Common Name: Heart Fern
Botanical Name: Hemionitis arifolia
This indoor fern makes us feel warm and fuzzy because its glorious arrow-shaped leaves remind us of those little paper hearts we used to make in elementary school! The compact shape and the gorgeous black stems are just a few of the stand-out qualities of this indoor fern, Heart Fern is also a lover of warmth, high humidity levels, and brightly lit rooms. This indoor fern likes to wear its heart on its stem, so be kind! Learn more about their care requirements!
Medium to bright indirect dappled light will bring out the best in your Heart Ferns (picture them under a thick canopy of trees on a sunny day). Avoid direct sunlight, especially in the summer when the sun's rays are intense! The less light your ferns receive, the slower they will grow, and they may become leggy and thin. If you see this happening, immediately relocate them to a brighter spot! Learn more about what light is right for your indoor plants!
Hemionitis arifolia needs constant moisture, but don't let them sit in standing water; you will regret it! More importantly, do not neglect to water your Heart Ferns because the require consistently moist soil. Try this little trick if you are unsure how often to water them. Water frequently, but lightly. Instead of soaking your Heart Fern once a week or whenever you water your plants, give them a little bit every few days, or just enough to keep the soil moist but not soggy. If the watering riddle still has you scratching your head, consider planting your ferns into self-watering planters, and don't forget to fill the planters when they dry out! The onus falls on you to ensure that their delicate fronds get the water they need to frond on!
Heart Ferns adapt quickly to most household temperatures, but they thrive between 75-85°F. When the temperatures are hot and stagnant, we recommend using a fan to provide good air circulation! Moving air helps keep pests and diseases, and fungus away!
Heart Ferns need potting soil that can retain moisture but still drain excess water to avoid the roots from rotting (not a pretty sight!). Most pre-mixed soils will suffice. Make sure that there is plenty of organic matter, like coco-coir, peat moss, or shredded leaves, and avoid soil containing moisture retaining crystals. If your soil drains too quickly, we recommend re-potting your Heart Fern into a compost-rich soil mixture. Learn how to make your own indoor plant potting soil!
Humidity is a M-U-S-T to keep your Heart Fern strong and vigorous! If you think about the tropical rain forests where they naturally grow, it's easy to understand why. A humidifier will be the best solution to raise the humidity in your home during the cold months when the forced-air heat is cranking and dries out the air. We do not recommend misting your ferns -- or any plants --as a source of humidity. Misting does almost nothing to help raise the humidity for your plants, even though it feels therapeutic and relaxing to do! Heart Ferns do very well in a terrarium or small greenhouse as this keeps the humidity levels high! A stylish and practical way to increase the humidity in a small area is to place them on a tray filled with pebbles and water so the evaporating moisture can reach the foliage. Learn how to increase humidity around your indoor plants!
Fertilize your Heart Fern with a ¼-diluted complete liquid fertilizer twice a month during the growing season. You can add organic compost, worm castings, or a slow-release fertilizer. Keep in mind that ferns are sensitive to being over-fertilized, so always dilute any concentrated fertilizer before applying it! Do not feed during the winter or in the colder months.
Hemionitis arifolia are slow-growing ferns that can grow up to 6-8" with the proper light, temperature and care!
Pet Friend or Foe
The Heart Fern non-toxic to pets! friend.
- Only fertilize your indoor plants after you've saturated the soil with water; this avoids burning the roots and foliage.

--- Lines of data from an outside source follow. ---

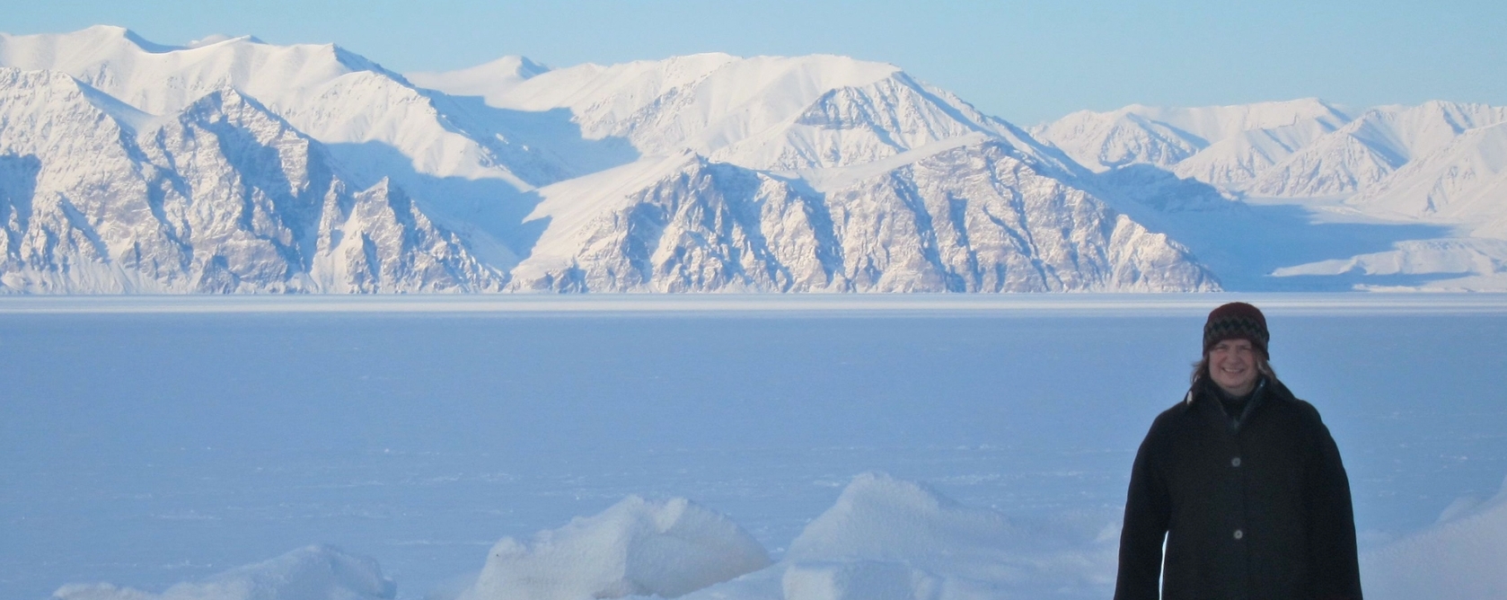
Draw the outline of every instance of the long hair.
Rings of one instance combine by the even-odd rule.
[[[1269,380],[1276,380],[1276,369],[1272,368],[1272,362],[1266,359],[1266,353],[1255,353],[1255,371],[1266,375]],[[1194,363],[1194,374],[1189,375],[1189,383],[1198,384],[1206,378],[1212,377],[1209,374],[1209,353],[1204,353],[1203,359]]]

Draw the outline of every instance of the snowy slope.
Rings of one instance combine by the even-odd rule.
[[[517,191],[579,170],[556,155],[509,142],[505,118],[461,110],[332,44],[282,47],[231,38],[178,48],[98,26],[63,35],[0,36],[0,66],[66,72],[152,115],[170,115],[214,90],[235,89],[329,145],[357,184],[392,178],[425,197],[433,217],[455,228],[487,217],[478,229],[502,238],[514,253],[526,252],[508,229],[509,220],[527,213]],[[497,204],[515,208],[494,208]],[[500,214],[488,216],[478,207]]]
[[[686,152],[541,190],[514,286],[561,291],[1218,289],[1191,253],[1002,140],[809,179]],[[589,207],[589,208],[582,208]]]
[[[1094,170],[1177,166],[1181,176],[1234,185],[1349,121],[1314,98],[1198,109],[1133,104],[1108,113],[1078,112],[1031,134]]]
[[[859,164],[969,133],[1001,136],[1058,161],[1013,125],[886,63],[695,54],[524,77],[511,66],[524,60],[476,68],[500,69],[491,86],[478,84],[475,69],[419,80],[499,109],[570,110],[585,137],[624,139],[643,155],[690,149],[749,169]]]
[[[1355,193],[1394,170],[1442,151],[1468,130],[1507,121],[1507,109],[1430,101],[1380,107],[1313,140],[1249,185],[1258,196],[1334,196]]]
[[[131,109],[99,96],[59,72],[0,68],[0,288],[500,286],[401,190],[353,188],[322,145],[235,90],[161,119],[118,119]]]
[[[15,87],[9,110],[47,118],[8,136],[99,125],[87,148],[6,148],[8,202],[109,190],[80,241],[6,268],[11,291],[485,291],[509,270],[518,291],[1218,286],[1087,193],[1059,151],[894,65],[505,57],[419,87],[333,45],[163,47],[119,27],[3,36],[0,63],[92,98]],[[38,163],[95,149],[118,157],[33,184]],[[850,187],[812,187],[842,169]],[[618,178],[637,185],[598,185]],[[12,211],[12,256],[63,232],[27,211]]]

- Group your ferns together to make caring for them easier.
- Leave your Heart Ferns in the grow pots or plant in nonporous pots as this helps keep their soil moist, but make sure your pots have drainage holes!
- Avoid doing these 7 things to your ferns!
- Indoor Ferns can become root-bound which leads to stunted growth. Re-pot your ferns when they become root-bound, into a container that is 2" wider in diameter, using organic-rich soil when re-potting them!
- A great time to divide your Heart Fern is when you are re-potting them; take a sharp sterilized knife and carefully slice the root ball in half, and plant each division into their own new pots!